In order to stack the blocks, we will need to start worrying about the z-height when considering the manipulator workspace. If you repeat the workspace analysis from Assignment 7 (also using joint-limits) for different z-positions, you should get the following:

1 Block Height Workspace
Middle of First Block
2 Block Height Workspace
Middle of Second Block
3 Block Height Workspace
Middle of Third Block
4 Block Height Workspace
Middle of Fourth Block

Your final video submission should look something like this:

Assignment Part 3 (Optional): Pick and Place to Stack Three Blocks

If you want an extra challenge, try stacking three blocks instead of two! You will need to make sure that your block and target positions are all within the workspace of the manipulator arm at their respective heights.

Proof that it’s possible:

Suggested Improvements

There are a few things that we can do to improve the tracking performance during our pick-and-place maneuver.

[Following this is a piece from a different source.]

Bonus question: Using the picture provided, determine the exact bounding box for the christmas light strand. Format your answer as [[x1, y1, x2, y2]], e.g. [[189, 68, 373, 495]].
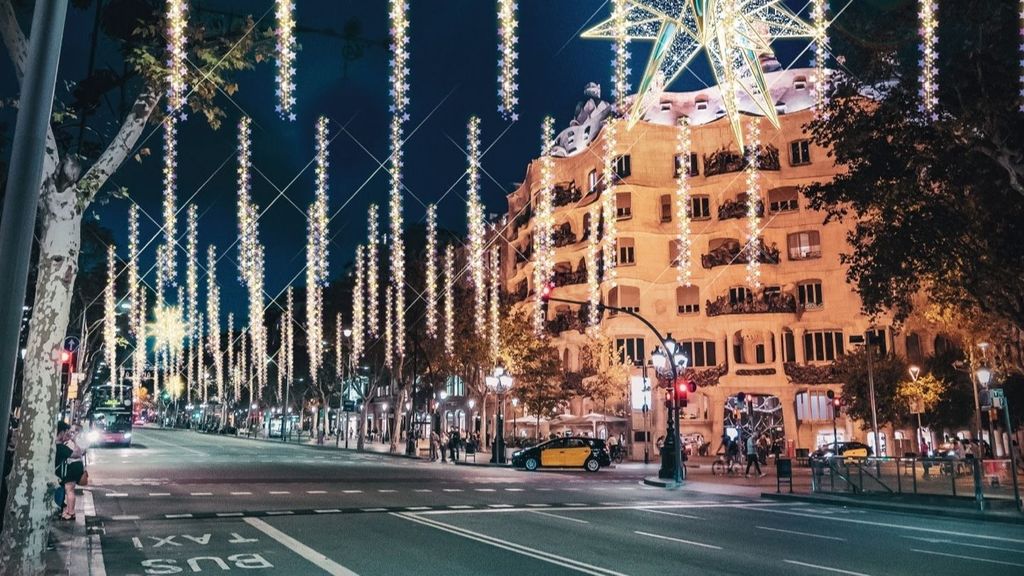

Adding Starting Configuration to move_to_pose

One suggestion is to modify the move_to_pose helper function to take in a desired starting location rather than taking the readings from the encoders as the starting location. This will reduce the discontinuity that occurs from the steady-state error.


def move_to_pose(bus, starting_position, desired_position, duration):
    start_time = time.time()

    while True:
        t = time.time() - start_time
        if t > duration:
            break

        # Interpolation factor [0,1] (make sure it doesn't exceed 1)
        alpha = min(t / duration, 1)

        # Interpolate each joint
        position_dict = {}
        for joint in desired_position:
            p0 = starting_position[joint]
            pf = desired_position[joint]
            position_dict[joint] = (1 - alpha) * p0 + alpha * pf

        # Send command
        bus.sync_write("Goal_Position", position_dict, normalize=True)

        # (Optional) Read back
        present_pos = bus.sync_read("Present_Position")
        print(present_pos)

        time.sleep(0.02)  # 50 Hz loop

This change will need to be propogated through the rest of your code. Everywhere that you call move_to_pose you will need to also provide the desired starting configuration of your motion. Since this is a fairly large change, I recommend implementing it in simulation first.

Submission Details

Please show your simulation to one of the TAs during lab office hours. The TAs will test your implementation by giving you random initial block locations and a random final target location (all within the workspace). If this is not possible, please include in your video submission yourself entering various target block locations to show that the inverse kinematics is working accurately. For full credit, each group member must also submit a writeup of the lab this week, how they implemented the code, and any issues encountered. The writeup should be a minimum of one paragraph.